Comparaison de modèles¶
Apprentissage - test¶
In [14]:
#algo des plus proches voisins
from sklearn.neighbors import KNeighborsClassifier
#instanciation entraînement - param. par défaut 5-PPV
clf_PPV = KNeighborsClassifier()
clf_PPV.fit(XTrain,yTrain)
Out[14]:
KNeighborsClassifier()In a Jupyter environment, please rerun this cell to show the HTML representation or trust the notebook.
On GitHub, the HTML representation is unable to render, please try loading this page with nbviewer.org.
KNeighborsClassifier()
In [15]:
#prédiction en test
pred_PPV = clf_PPV.predict(XTest)
#et accuracy -- nettement moins bon que Gaussian Naive Bayes
acc_PPV = accuracy_score(yTest,pred_PPV)
print(acc_PPV)
0.863
In [16]:
#calcul de la statistique
result_PPV = binomtest(int(acc_PPV*XTest.shape[0]), XTest.shape[0])
#vraiment nettement MEILLEUR que NB
#les deux intervalles de confiance ne se recouvrent pas
print(f"Proportion : {result_PPV.statistic}")
print(result_PPV.proportion_ci(confidence_level=0.90))
Proportion : 0.863 ConfidenceInterval(low=0.8537359551567779, high=0.8718694475561123)

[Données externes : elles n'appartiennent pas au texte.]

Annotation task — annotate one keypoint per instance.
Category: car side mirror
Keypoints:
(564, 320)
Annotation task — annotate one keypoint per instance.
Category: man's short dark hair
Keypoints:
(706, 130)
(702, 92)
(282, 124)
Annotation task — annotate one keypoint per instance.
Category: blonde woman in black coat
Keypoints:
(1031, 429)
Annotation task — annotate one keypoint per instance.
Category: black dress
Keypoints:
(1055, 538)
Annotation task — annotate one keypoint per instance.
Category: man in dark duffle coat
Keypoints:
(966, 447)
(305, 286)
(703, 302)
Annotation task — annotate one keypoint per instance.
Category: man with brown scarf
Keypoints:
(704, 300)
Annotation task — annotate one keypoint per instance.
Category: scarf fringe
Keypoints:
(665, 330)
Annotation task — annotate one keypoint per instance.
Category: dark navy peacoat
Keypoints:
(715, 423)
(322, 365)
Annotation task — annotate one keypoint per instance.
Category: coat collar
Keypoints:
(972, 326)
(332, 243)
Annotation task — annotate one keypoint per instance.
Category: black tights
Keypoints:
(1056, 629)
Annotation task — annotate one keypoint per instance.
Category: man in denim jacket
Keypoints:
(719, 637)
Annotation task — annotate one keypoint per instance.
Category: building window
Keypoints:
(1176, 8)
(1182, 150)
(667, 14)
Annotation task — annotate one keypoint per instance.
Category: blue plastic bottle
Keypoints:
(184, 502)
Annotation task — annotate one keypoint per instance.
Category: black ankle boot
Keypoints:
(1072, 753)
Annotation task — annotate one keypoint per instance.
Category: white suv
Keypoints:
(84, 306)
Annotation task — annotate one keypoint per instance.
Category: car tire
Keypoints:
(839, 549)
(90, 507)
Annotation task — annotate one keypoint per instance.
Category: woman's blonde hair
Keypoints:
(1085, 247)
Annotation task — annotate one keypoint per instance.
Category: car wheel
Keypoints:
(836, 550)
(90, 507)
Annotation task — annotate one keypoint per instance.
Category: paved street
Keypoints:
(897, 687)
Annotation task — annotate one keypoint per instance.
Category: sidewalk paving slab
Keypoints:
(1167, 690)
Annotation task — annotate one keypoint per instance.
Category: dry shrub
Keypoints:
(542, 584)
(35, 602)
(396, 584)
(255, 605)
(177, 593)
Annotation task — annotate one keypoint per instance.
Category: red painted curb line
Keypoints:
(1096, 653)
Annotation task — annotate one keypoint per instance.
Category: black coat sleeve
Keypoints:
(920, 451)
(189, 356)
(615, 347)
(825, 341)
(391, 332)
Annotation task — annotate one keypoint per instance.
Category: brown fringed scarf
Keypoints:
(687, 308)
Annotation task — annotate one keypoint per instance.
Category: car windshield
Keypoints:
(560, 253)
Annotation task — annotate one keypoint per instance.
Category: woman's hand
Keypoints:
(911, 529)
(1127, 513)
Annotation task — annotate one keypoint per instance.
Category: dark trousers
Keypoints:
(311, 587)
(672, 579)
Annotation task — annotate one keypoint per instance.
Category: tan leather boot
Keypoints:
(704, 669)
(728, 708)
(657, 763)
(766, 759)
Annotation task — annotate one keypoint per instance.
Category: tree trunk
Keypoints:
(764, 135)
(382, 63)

Comparaison en validation croisée répétée¶
Approche de Dietterich (5 x 2cv)
In [17]:
#https://rasbt.github.io/mlxtend/user_guide/evaluate/paired_ttest_5x2cv/
from mlxtend.evaluate import paired_ttest_5x2cv
#ne s'appuie que sur le TRAIN /!\
#bonne piste pour petits effectifs
t, p = paired_ttest_5x2cv(estimator1=clf_PPV,
estimator2=clf_NB,
X=XTrain, y=yTrain,
scoring="accuracy",
random_seed=213)
print(f"t statistic: {t}")
print(f"p value: {p}")
t statistic: 2.899865965911326 p value: 0.03379597948962304
Approche de Alpaydin de (5 x 2cv)
In [18]:
#https://rasbt.github.io/mlxtend/user_guide/evaluate/combined_ftest_5x2cv/
from mlxtend.evaluate import combined_ftest_5x2cv
#ne s'appuie que sur le TRAIN /!\
#bonne piste pour petits effectifs
f, p = combined_ftest_5x2cv(estimator1=clf_PPV,
estimator2=clf_NB,
X=XTrain, y=yTrain,
scoring="accuracy",
random_seed=213)
print('F statistic: %.3f' % f)
print('p value: %.3f' % p)
F statistic: 6.891 p value: 0.023
Stacking de classifieurs¶
In [19]:
#concordance des prédictions en test
pandas.crosstab(pred_NB,pred_PPV)
Out[19]:
col_0 | no | yes |
---|---|---|
row_0 | ||
no | 1541 | 184 |
yes | 861 | 1414 |
Les décisions ne sont pas unanimes, il y a matière à amélioration...
Vote simple¶
In [20]:
#algo de vote
from mlxtend.classifier import EnsembleVoteClassifier
vote_clf = EnsembleVoteClassifier(clfs=[clf_NB, clf_PPV], weights=[1,1])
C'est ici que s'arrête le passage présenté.